(Québec) Québec devrait annoncer mercredi que la plupart des régions de la province passeront au palier d’alerte orange après la relâche scolaire, à l’exception du Grand Montréal.

Hugo Pilon-Larose Hugo Pilon-Larose
La Presse

Fanny Lévesque Fanny Lévesque
La Presse

L’information, d’abord publiée par TVA, a été confirmée à La Presse par des sources gouvernementales. La cellule de crise du gouvernement est réunie mercredi midi avec la santé publique pour peaufiner les détails de cette annonce, qui sera présentée à 17 h par le premier ministre François Legault.

Plusieurs questions demeurent toutefois en suspens pour l’instant.
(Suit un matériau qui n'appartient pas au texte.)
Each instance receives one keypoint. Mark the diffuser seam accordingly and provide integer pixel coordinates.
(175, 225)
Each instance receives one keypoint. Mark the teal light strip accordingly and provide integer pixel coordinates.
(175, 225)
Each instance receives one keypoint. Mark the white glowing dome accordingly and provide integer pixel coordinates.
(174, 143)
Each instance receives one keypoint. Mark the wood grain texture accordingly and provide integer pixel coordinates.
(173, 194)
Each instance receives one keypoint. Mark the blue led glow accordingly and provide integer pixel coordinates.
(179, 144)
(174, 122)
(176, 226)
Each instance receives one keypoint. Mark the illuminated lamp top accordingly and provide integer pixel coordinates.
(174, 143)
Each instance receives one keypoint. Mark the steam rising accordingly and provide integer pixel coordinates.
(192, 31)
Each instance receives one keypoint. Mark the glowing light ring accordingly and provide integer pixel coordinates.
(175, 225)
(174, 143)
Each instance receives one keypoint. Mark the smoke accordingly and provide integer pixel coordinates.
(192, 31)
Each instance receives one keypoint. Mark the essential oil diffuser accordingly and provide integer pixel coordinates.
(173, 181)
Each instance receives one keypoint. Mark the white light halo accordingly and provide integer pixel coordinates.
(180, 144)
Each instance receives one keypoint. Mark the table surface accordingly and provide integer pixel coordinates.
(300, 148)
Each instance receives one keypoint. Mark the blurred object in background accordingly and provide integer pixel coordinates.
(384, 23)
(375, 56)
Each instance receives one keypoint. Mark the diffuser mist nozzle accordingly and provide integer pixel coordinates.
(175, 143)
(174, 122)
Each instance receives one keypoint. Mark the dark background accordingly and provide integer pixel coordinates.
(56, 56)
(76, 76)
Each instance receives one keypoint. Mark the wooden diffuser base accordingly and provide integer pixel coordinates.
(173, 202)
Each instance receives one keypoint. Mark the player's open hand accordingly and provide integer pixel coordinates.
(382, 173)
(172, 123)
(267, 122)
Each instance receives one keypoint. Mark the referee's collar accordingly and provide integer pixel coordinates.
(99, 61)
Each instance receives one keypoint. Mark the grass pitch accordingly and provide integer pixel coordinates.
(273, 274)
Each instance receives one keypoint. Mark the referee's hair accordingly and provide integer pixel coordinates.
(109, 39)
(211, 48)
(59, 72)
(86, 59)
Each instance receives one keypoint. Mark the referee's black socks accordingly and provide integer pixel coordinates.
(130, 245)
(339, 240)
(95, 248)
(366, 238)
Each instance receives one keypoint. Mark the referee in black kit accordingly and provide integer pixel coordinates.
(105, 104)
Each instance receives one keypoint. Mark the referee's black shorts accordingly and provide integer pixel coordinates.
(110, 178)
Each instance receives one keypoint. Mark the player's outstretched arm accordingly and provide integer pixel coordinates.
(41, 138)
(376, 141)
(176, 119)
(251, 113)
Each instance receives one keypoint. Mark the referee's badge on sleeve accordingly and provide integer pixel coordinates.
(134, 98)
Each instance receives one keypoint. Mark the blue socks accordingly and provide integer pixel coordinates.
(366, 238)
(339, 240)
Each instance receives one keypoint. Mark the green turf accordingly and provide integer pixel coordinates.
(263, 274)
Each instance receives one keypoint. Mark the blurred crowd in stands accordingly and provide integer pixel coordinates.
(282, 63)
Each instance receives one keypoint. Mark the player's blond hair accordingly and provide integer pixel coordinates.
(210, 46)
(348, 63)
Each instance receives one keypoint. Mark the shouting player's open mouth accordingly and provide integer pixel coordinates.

Par exemple, les régions limitrophes à Montréal, qui sont incluses dans la communauté métropolitaine, passeront-elles au palier orange ou resteront-elles en zone rouge ? Ces précisions seront fournies lors du point de presse en début de soirée.

Selon les mesures actuellement en vigueur, les régions du Québec qui sont situées en zone orange bénéficient d’un couvre-feu débutant à 21 h 30, plutôt qu’à 20 h. Les lieux de culte peuvent accueillir jusqu’à 25 personnes, alors que le nombre de visiteurs est limité à 10 au palier d’alerte maximale.

Les restaurants situés en zones orange peuvent actuellement accueillir des clients dans leurs salles à manger, en limitant chaque table à un maximum de deux adultes et à leurs enfants d’âge mineur. Les bars et les microbrasseries restent toutefois fermés. En point de presse, le gouvernement indiquera mercredi si des modifications seront apportées aux restrictions imposées aux différents paliers d’alerte.

Le Québec a rapporté mercredi 729 nouveaux cas positifs à la COVID-19, un bilan en légère hausse par rapport aux données publiées ces derniers jours. Le nombre de décès causés par le coronavirus s’alourdit de 19 morts.

Sur le plan des hospitalisations, la situation s’améliore, alors que 618 Québécois sont soignés dans les hôpitaux en raison de la COVID-19, une diminution de 10. 120 patients sont aux soins intensifs, un bilan en diminution de 1.

La menace des variants

Le ministre de la Santé, Christian Dubé, ne cachait pas son inquiétude mardi devant la présence des variants dans le Grand Montréal. De 12 % à 15 % des nouveaux cas confirmés du virus sont maintenant dus à des variants, principalement de la souche du Royaume-Uni.

« Je vous le dis franchement, je vais peser mes mots, mais on a peur de cette situation-là », a-t-il indiqué mardi en conférence de presse. Il a ajouté qu’il craignait même que ce soit « le calme avant la tempête » à Montréal.

Le DHoracio Arruda a, pour sa part, exprimé que le Québec voguait actuellement sur une « mer calme », mais qu’en « dessous, il y a des requins », faisait allusion à la présence des variants dans la province. Les propos du DArruda venaient en quelque sorte tempérer les attentes avant l’annonce de 17 h.

Depuis les dernières semaines, la situation épidémiologique est notamment stable dans Chaudière-Appalaches et la Capitale-Nationale. La Côte-Nord, le Nord-du-Québec, l’Abitibi-Témiscamingue, le Bas-Saint-Laurent, la Gaspésie-Les Îles-de-la-Madeleine et le Saguenay–Lac-Saint-Jean se trouvent en zone orange.

L’Outaouais a été la dernière à basculer à l’orange, le 22 février dernier.

Dans un avis écrit daté du 16 février, le DArruda a approuvé un scénario voulant que « d’autres régions puissent devenir orange si la tendance se maintient (à confirmer plus tard) ». Le document ne précisait pas quelles régions seraient le plus susceptibles de basculer du rouge à l’orange.

François Legault a déjà affirmé que les assouplissements accordés pour la semaine de relâche, notamment la réouverture des cinémas, étaient là « pour de bon ». Il avait aussi admis que si la situation continuait de s’améliorer au Québec, d’autres régions pourraient passer du rouge à l’orange le 8 mars.